Hamburg. Gerade erst zurückgekehrt aus der Sommerpause, muss sich Bundeskanzlerin Angela Merkel (CDU) erneut einem sich anbahnenden Streit in den eigenen Reihen stellen. Stein des Anstoßes sind die Forderungen aus der Industrie, die Laufzeiten der Atomkraftwerke deutlich zu verlängern und die finanziellen Belastungen für die Energiekonzerne bei einem längeren Betrieb so gering wie möglich zu halten.

Obwohl die Bundeskanzlerin betont hat, erst Ende September ein vollständiges Energiekonzept vorlegen zu wollen, gehen nun auch Vertreter des Wirtschaftsflügels der Union in die Offensive für deutlich längere Laufzeiten.

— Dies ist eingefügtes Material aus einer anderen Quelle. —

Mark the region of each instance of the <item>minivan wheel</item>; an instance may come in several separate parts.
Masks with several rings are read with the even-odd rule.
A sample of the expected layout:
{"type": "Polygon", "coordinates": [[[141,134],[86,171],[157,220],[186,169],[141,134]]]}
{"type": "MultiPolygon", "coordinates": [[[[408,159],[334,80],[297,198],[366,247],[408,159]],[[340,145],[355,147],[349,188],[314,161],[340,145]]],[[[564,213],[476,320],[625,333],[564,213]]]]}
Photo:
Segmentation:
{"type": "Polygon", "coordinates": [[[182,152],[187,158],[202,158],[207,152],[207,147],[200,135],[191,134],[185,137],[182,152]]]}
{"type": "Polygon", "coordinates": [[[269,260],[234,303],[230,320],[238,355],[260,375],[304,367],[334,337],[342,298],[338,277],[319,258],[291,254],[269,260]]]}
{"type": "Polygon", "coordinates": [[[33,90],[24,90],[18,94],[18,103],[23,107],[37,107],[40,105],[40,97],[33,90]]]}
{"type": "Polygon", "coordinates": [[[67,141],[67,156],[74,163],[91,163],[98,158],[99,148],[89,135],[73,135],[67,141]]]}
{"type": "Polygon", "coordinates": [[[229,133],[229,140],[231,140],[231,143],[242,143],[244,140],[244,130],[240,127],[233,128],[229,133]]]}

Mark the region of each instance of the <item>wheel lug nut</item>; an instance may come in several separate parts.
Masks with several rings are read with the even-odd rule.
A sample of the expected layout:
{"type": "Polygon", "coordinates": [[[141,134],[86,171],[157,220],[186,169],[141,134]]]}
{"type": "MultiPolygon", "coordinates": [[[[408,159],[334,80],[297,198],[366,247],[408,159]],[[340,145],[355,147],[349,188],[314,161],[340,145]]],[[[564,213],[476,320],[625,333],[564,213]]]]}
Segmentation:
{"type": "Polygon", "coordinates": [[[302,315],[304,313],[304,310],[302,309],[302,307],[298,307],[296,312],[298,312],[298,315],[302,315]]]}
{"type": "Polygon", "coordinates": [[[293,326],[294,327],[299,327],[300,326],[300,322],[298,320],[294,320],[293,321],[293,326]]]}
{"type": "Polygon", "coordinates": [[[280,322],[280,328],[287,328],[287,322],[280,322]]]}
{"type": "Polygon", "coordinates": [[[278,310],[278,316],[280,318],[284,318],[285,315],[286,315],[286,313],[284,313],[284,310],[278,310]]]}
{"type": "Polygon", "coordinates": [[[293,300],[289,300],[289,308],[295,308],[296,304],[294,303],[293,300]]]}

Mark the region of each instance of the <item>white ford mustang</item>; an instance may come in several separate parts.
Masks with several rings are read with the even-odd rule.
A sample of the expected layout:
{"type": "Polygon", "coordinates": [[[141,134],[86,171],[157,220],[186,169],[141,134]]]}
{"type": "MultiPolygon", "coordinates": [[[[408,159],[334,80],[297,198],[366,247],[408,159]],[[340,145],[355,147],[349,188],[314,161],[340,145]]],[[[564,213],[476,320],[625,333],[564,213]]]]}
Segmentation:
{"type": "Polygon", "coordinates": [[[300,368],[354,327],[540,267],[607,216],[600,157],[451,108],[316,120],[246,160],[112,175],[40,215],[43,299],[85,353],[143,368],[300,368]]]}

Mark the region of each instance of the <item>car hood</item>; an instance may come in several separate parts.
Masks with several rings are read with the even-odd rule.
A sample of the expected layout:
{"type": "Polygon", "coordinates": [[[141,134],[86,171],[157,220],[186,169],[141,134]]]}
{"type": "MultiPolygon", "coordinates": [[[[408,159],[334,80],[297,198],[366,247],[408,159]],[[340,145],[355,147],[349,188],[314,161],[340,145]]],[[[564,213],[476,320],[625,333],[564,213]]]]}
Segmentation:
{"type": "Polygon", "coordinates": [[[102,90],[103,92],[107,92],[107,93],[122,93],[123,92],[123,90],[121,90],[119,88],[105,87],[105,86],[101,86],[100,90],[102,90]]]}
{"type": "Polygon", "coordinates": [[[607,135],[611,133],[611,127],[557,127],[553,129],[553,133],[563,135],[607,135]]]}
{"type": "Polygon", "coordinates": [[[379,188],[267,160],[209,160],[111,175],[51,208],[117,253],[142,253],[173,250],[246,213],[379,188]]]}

Michael Fuchs, stellvertretender Chef der Unionsbundestagsfraktion , sagte dem Hamburger Abendblatt: "Ich bin der Meinung, dass die Kernkraftwerke grundsätzlich so lange laufen können, solange sie noch sicher sind, ansonsten müssen sie abgeschaltet werden." Über die Länge der Laufzeiten werde dann im Rahmen des Energiekonzeptes entschieden.

Die Atomkraft sei zwar eine Brückentechnologie, aber "das Problem ist, dass Technologien zur Stromspeicherung und intelligente Netze, die wir zur Integration der erneuerbaren Energien benötigen, kurzfristig nicht zur Verfügung stehen werden". Zugleich drängte Fuchs auf eine schnelle Entscheidung. "Die Energieversorger brauchen nun endlich Planungssicherheit, und wir von Union und FDP machen beim Thema Laufzeiten für meinen Geschmack schon zu lange rum." Fuchs forderte: "Nach zehn Monaten an der Regierung brauchen wir jetzt endlich Klarheit."

Josef Schlarmann, der Chef der CDU-Mittelstandsvereinigung, forderte sogar, die Option zum Bau neuer Atomkraftwerke offenzuhalten. "Es muss auch die Option geben, in Deutschland neue Atomkraftwerke zu bauen", sagte er der "Rheinischen Post". Auch Schlarmann will die Anlagen so lange laufen lassen, wie sie sicher seien. Dagegen spricht sich ein Gutachten des Innen- und des Justizministeriums dafür aus, die Laufzeiten um maximal zehn Jahre auszudehnen. Ansonsten müsse der Bundesrat zustimmen, in dem Schwarz-Gelb aber nicht über die nötige Mehrheit verfügt. Auch Umweltminister Norbert Röttgen (CDU) hat sich für eine "moderate und überschaubare" Verlängerung ausgesprochen.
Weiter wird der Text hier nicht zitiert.